The goal of running multiple obfs4proxy listeners is to offer numerous, unique bridges distributed across several servers maximizing resources and availability.

You could, in principle, use the same load-balanced setup with obfs4proxy, but I expect that a normal bridge will not get enough users to justify it. It only makes sense when the tor process hits 100% CPU and becomes  a bottleneck, which for the Snowflake bridge only started to happen at around 6,000 simultaneous users.

Hmm... If normal bridges will not see enough users to justify the deployment of numerous, unique bridges distributed over several servers--this may be a deciding factor. I don't have enough experience with normal bridges to know.

...

What about a connection flow of haproxy/nginx => (snowflake-server => extor-static-cookie => tor) on separate servers?

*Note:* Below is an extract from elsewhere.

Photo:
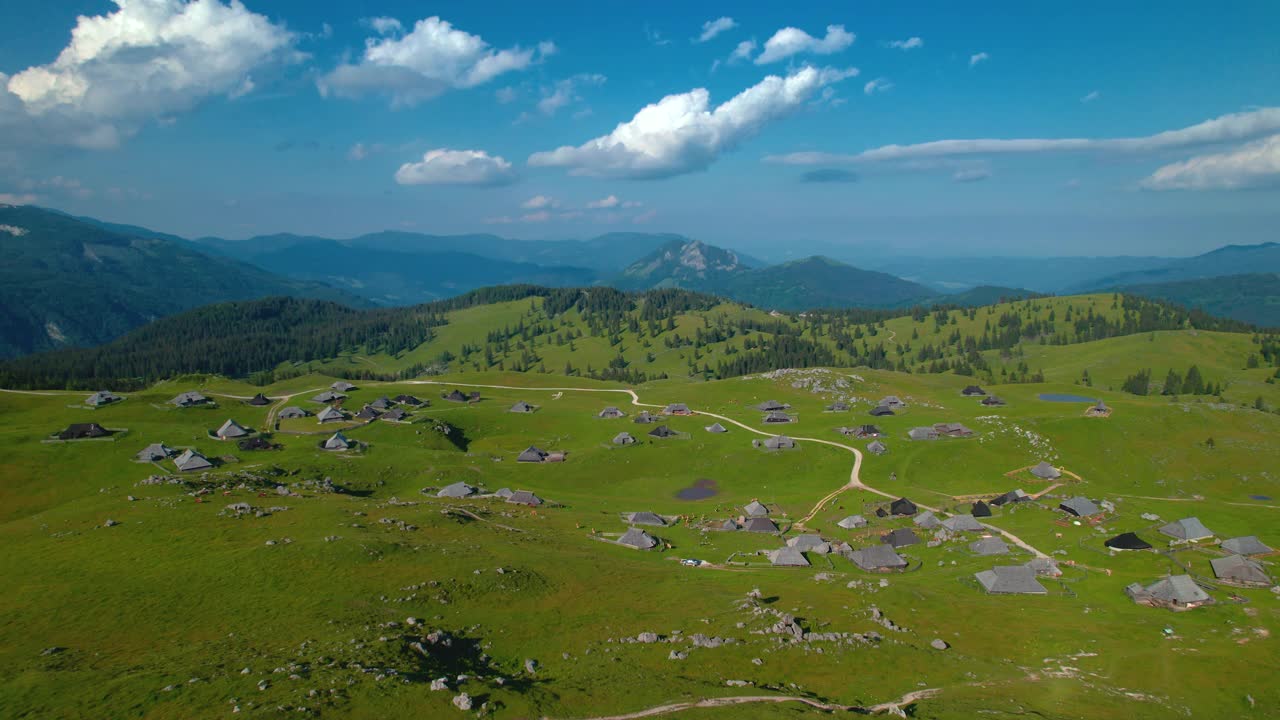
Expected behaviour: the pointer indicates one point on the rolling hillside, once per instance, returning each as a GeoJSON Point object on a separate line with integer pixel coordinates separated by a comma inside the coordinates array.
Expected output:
{"type": "Point", "coordinates": [67, 282]}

You have the order wrong (it's snowflake-server → haproxy → extor-static-cookie → tor), but yes, you could divide the chain at any of the arrows and run things on different hosts. You could also run half the extor-static-cookie + tor on one host and half on another, etc.

I've installed and started configuring snowflake-server and have some questions after reading the README:

https://gitlab.torproject.org/tpo/anti-censorship/pluggable-transports/snowf...

1. How are Snowflake Bridges advertised? Will they compromise a Normal Bridge running on the same public addresses?

2. I already have a DNS Let's Encrypt process in place for certificates and port 80 (HTTP) is already in use by another daemon on my server. Is there an alternative method to provide snowflake-server with the required certificates?

3. I'm using an init.d (not systemd) operating system. Do you have any init.d examples for snowflake-server?

In short, I'm trying to get a sense of whether it makes sense to run a Snowflake Bridge and Normal Bridge on the same public addresses?

Thanks, again, for your assistance.

Respectfully,

Gary

On 12/9/22 07:02, David Fifield wrote:

But now there is rdsys and bridgestrap, which may have the ability to test the obfs4 port rather than the ORPort. I cannot say whether that removes the requirement to expose the ORPort.

Would be a step toward to make scanning for bridges harder IMO, if the ORPort is no longer needed to be exposed.